Angel. C’est lui qui s’est fritté avec ce Shaun Blackfyre. Qui lui a pété le bras…
Notre invité me parait plus sympathique, soudain. Il remonte dans mon estime.
— J’ai encore une question. Que mangent les elfes ? Naturellement, je veux dire.
Rowan relève son regard ambré sur moi.
— Les elfes suivent le cycle de notre mère Nature. Ils prélèvent dans la forêt ce qu’elle leur donne, dans le respect et l’économie. Ils ne chassent que ce dont ils ont besoin sur le moment et ne tuent pas les jeunes et les femelles.
— Ils chassent, dis-je sourdement.
— Oui. Des cerfs, principalement, plus haut, dans l’ancienne forêt. Mais ils cueillent aussi des baies, ramassent ce que la forêt a à offrir. Et nous, les gardiens des anciennes des traditions, leur amenons régulièrement des vivres. Jamais de sel, que de la nourriture crue, non transformée.
Des survivalistes crudivores sans gluten radicaux. Ils doivent crever de faim. Et il y a des enfants dans cette secte... !
Donc, si on veut faire plaisir à Angel, il faut lui offrir du gibier. Qu’on aura chassé nous-même, en respectant les rites.
Comme cette sorcière, Rowan. Qui lui offre probablement tout ce qu’il veut, et en mettant les formes. Elle doit le traiter comme un prince, et il doit adorer ça.
— Ils aiment beaucoup le lait et le sucre, me confirme Rowan. Si tu veux faire une offrande de nourriture à un elfe, tu peux lui cuisiner un gâteau cru, comme une pavlova, par exemple.

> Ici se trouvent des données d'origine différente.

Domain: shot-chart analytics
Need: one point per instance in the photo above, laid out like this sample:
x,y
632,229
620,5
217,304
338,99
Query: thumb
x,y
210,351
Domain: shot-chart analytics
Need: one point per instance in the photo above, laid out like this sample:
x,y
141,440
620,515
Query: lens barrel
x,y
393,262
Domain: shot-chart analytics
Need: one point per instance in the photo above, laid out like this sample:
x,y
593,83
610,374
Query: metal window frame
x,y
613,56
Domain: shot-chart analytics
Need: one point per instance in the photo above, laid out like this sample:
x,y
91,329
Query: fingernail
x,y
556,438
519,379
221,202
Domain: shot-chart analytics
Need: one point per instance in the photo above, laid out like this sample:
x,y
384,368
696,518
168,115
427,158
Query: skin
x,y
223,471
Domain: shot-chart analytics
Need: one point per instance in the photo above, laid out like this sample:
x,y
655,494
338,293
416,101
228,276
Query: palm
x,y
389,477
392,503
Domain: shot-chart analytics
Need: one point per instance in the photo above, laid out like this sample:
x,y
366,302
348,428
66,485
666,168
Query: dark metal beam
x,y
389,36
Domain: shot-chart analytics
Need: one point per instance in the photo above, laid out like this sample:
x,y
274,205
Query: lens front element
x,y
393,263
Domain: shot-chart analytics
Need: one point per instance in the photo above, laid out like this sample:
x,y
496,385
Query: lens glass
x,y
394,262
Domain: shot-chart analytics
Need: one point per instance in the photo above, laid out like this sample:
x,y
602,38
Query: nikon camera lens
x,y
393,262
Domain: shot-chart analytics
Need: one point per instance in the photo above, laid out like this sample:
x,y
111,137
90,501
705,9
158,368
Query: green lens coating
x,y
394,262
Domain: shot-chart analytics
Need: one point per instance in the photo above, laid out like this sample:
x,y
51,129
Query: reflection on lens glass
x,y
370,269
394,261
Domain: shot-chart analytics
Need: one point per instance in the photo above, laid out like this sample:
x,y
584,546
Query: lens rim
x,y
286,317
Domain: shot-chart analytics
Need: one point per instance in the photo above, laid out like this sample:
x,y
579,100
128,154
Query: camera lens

L’une des pâtisseries les plus difficiles à faire. Super. Ils ne pouvaient pas aimer les cupcakes : non, trop facile. Il fallait un gâteau méga-chiant.
— Merci. J’y penserai.
Quand je voudrais faire plaisir à un elfe. Et ce n’est pas près d’arriver.
— Ah oui. Et dans leur culture, on ne dit pas merci, et on ne s’excuse pas. Quand on veut faire amende honorable ou remercier quelqu’un, cela doit se traduire par un cadeau, ou un acte fort. Pas des paroles.
Oui, j’avais déjà remarqué que les elfes ne disaient pas désolé, jamais.
J’achète un livre sur la Wicca à Rowan, puis je la quitte, en lui disant que je repasserai. Je suis curieuse de cette fille. Et un peu moins énervée par elle depuis que je mets un visage sur son nom. De toute façon, aussi belle soit elle, il n’y a pas lieu d’être jalouse. Elle et moi, on ne vit pas dans le même monde. Je suis la copine comblée du mec le plus populaire de la ville, un homme fort, généreux, droit dans ses bottes, que j’aime et qui m’aime. Je me fiche de la ou des filles que se tape Angel. De toute façon, il a dit lui-même que Rowan n’était pas son « âme-sœur », et surtout, elle semble plus accro à « l’ard-æl » Shaun Blackfyre qu’à lui.
S’il me fait trop chier, un de ces jours, je lui balancerai cette révélation.